It’s been a long time coming, but I can proudly say that Bangkok is officially behind me. About 350 km behind me. After 12 visits to the city (5 of them this year) I’ve finally moved on. Now it’s just me and the bike and the teddy bear and the [sometimes very big and busy and scary] wide-open road all the way to Chiang Mai!
Day 1: Bangkok – Dutch Embassy - Ayuttaya
After a morning spent hunting down the Dutch embassy I’ve been there 3 times already, I really should know how to get there by now) to pick up my brand spanking new 65 page diplomatic passport (HOOORAAH – no more worries of a full passport!!!) I was out of there… out of the stench and grime and misdemeanors that make Bangkok tick… Well, sort of out of there… admittantly I did a few accidental laps of the city first.
And I was doing pretty well too until I got a flat tyre… my 7th in a week.

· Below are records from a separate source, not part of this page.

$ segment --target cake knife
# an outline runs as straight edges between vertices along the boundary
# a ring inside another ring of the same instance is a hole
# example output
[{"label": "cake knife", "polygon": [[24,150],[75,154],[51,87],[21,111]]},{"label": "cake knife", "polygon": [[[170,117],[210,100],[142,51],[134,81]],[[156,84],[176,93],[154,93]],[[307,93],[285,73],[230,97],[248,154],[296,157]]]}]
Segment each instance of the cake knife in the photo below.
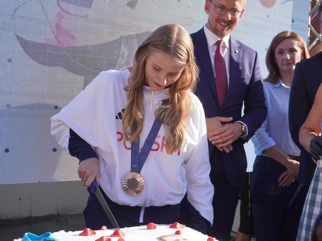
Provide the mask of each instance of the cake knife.
[{"label": "cake knife", "polygon": [[115,220],[114,216],[113,216],[113,213],[111,211],[109,205],[106,203],[106,201],[104,199],[102,193],[101,193],[99,188],[98,188],[98,183],[97,183],[97,181],[96,181],[96,179],[94,179],[94,181],[93,181],[93,182],[91,184],[91,192],[95,194],[96,197],[98,199],[99,203],[100,203],[102,208],[103,208],[105,213],[106,213],[107,217],[109,218],[110,222],[112,224],[113,227],[119,229],[120,227],[118,224],[117,224],[117,222]]}]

I was only 9km away from my destination so I decided to just pump it up and cycle like the wind but [and this is embarrassing], I couldn’t work out how to use my pump and for the first time I had no cycle buddies to help me out. About a kilometer walk down the road a motorcycle mechanic took pity on me, changed my tyre, mended a spare, and gave me 2 liters of water and then refused payment. I’d like to mention that this was the third time I’d been donated bottles of water today, not to mention the free energy drinks and coffee. Thai people are so lovely!!!

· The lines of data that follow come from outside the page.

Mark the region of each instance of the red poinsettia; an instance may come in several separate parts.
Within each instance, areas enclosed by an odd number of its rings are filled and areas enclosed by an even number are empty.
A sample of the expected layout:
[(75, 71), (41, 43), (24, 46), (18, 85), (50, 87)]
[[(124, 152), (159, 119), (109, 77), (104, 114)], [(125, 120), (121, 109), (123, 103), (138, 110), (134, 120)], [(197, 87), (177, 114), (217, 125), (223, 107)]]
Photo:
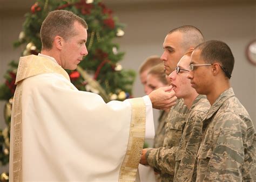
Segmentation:
[(37, 2), (33, 4), (31, 8), (31, 12), (33, 14), (35, 14), (36, 11), (40, 11), (41, 10), (41, 8), (39, 6), (38, 6), (38, 3)]
[(103, 23), (110, 29), (113, 29), (114, 28), (114, 22), (112, 17), (104, 19)]
[(14, 72), (10, 72), (9, 73), (10, 76), (11, 76), (10, 80), (6, 80), (5, 81), (5, 85), (11, 90), (11, 92), (12, 94), (14, 94), (15, 92), (15, 88), (16, 88), (16, 85), (15, 83), (15, 80), (16, 79), (16, 74)]
[(93, 7), (92, 4), (86, 3), (86, 1), (80, 0), (79, 2), (75, 4), (77, 9), (81, 10), (83, 15), (89, 15), (91, 13), (91, 9)]
[(70, 74), (69, 77), (71, 81), (76, 81), (80, 77), (80, 73), (78, 71), (75, 71)]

Cycling down the road my back tyre began deflating, but I was too ashamed to return and instead sucked it up and cycled with a flat. I arrived at about the same time as the moon…
Day 2: Learning to fix a tyre
Coming from the slums of Bangkok, Tony’s Guesthouse was a mecca of clean perfection so it wasn’t a massive ask to decide to stick around Ayuttaya for a day to learn how to fix a tyre and it only took 2 hours of frustration, but I now know how to remove, mend and reattach a wheel [I think] and that’s progress!
|Auttaya at sunset|
The ruins of the city are impressive too and an evening cycle to see the clusters of ancient temples at sunset is well recommended!

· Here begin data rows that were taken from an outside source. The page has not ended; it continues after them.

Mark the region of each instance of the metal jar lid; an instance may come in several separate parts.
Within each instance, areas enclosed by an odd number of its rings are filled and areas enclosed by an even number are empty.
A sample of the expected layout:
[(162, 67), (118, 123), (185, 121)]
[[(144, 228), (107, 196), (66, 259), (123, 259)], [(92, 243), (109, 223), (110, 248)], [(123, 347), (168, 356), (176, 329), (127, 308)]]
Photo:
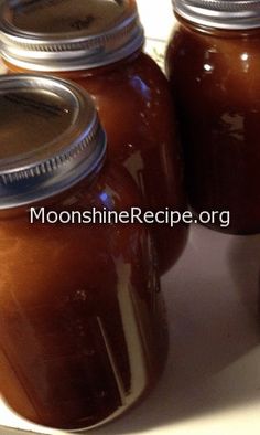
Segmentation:
[(6, 0), (0, 38), (2, 56), (33, 71), (108, 65), (144, 42), (134, 0)]
[(51, 198), (97, 172), (106, 135), (93, 99), (54, 77), (0, 78), (0, 210)]
[(260, 0), (173, 0), (184, 19), (215, 29), (260, 28)]

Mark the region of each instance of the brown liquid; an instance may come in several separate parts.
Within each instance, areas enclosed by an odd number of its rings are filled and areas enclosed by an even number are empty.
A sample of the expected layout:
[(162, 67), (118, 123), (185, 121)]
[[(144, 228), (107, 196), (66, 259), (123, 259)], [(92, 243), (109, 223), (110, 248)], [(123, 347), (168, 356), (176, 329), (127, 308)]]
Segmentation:
[(196, 213), (230, 211), (230, 233), (259, 232), (260, 31), (215, 31), (180, 21), (166, 70), (189, 203)]
[[(18, 71), (8, 65), (10, 71)], [(94, 71), (55, 73), (85, 87), (96, 102), (113, 161), (122, 163), (148, 210), (185, 211), (183, 167), (169, 84), (144, 53)], [(184, 224), (154, 225), (160, 270), (180, 257), (187, 240)]]
[[(107, 167), (51, 210), (128, 210), (127, 173)], [(12, 215), (13, 214), (13, 215)], [(138, 225), (0, 219), (0, 385), (25, 418), (56, 428), (111, 420), (147, 392), (166, 354), (151, 240)]]

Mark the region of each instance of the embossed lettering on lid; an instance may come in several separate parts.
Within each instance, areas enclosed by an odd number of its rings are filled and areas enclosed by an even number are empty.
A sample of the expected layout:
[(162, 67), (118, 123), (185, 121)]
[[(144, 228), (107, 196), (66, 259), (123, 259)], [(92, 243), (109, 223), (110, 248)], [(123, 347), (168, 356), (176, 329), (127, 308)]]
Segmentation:
[(55, 195), (95, 173), (106, 136), (93, 99), (71, 82), (0, 78), (0, 209)]
[(134, 0), (3, 1), (0, 33), (2, 56), (35, 71), (107, 65), (144, 41)]
[(194, 23), (216, 29), (260, 28), (259, 0), (173, 0), (177, 14)]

Day 3: Ayuttaya – Sing Buri – In Buri
After reading three different cycle forums and reading how each got their first flat tyre on the way to Sing Buri, I decided to leave at dawn – one for them probably signified 15 for me (at least)… But alas, by 12 I’d cycled the 100 odd km puncture free and was unsure of what to do next.
After lunch, I escaped the heat of the day by googling hotels in the next 70 km and the interweb informed me they didn’t exist… Obviously I wanted to prove the internet wrong…
….I spent the night sleeping with a local family who tried to marry me off and force me to stay forever so I could be the village English teacher.
Day 4: In Buri – Nakhon Sawan
After a night of bed bugs and strange noises mossies, I hit the road exhausted and it’s hard enough to stay awake when the roads are straight and quiet and dull and flat so I’ve taken to counting things:
Rabid dogs who chase you and try and bite: too many
Trees that actually shade my side of the road: 6
Dead Snakes: 124
Living Snakes: None. They’ve all been killed
Military vehicles, carrying armed soldiers (big guns in hand) and tanks: 104 – It got to the point where I was expecting to cycle into a full fledged war zone. Wait, I haven’t read the news in a while, is Thailand a war zone???
And now I’m here. I stopped in Nakhon Sawan because that’s where every other cyclist stops and I couldn’t handle breaking more hearts. I’m hiding in my hotel room because it’s hot outside and downstairs is packed with Thai business men trying to force [against my wishes of course] alcohol upon me and it’s the fifth time since I left South Africa the last time (507 days ago I think) that I have air con and I feel like I need to make the most of it.
I’m only 578 km away from Chiang Mai and haven’t a clue what the future holds. Tomorrow I travel onwards… Probably.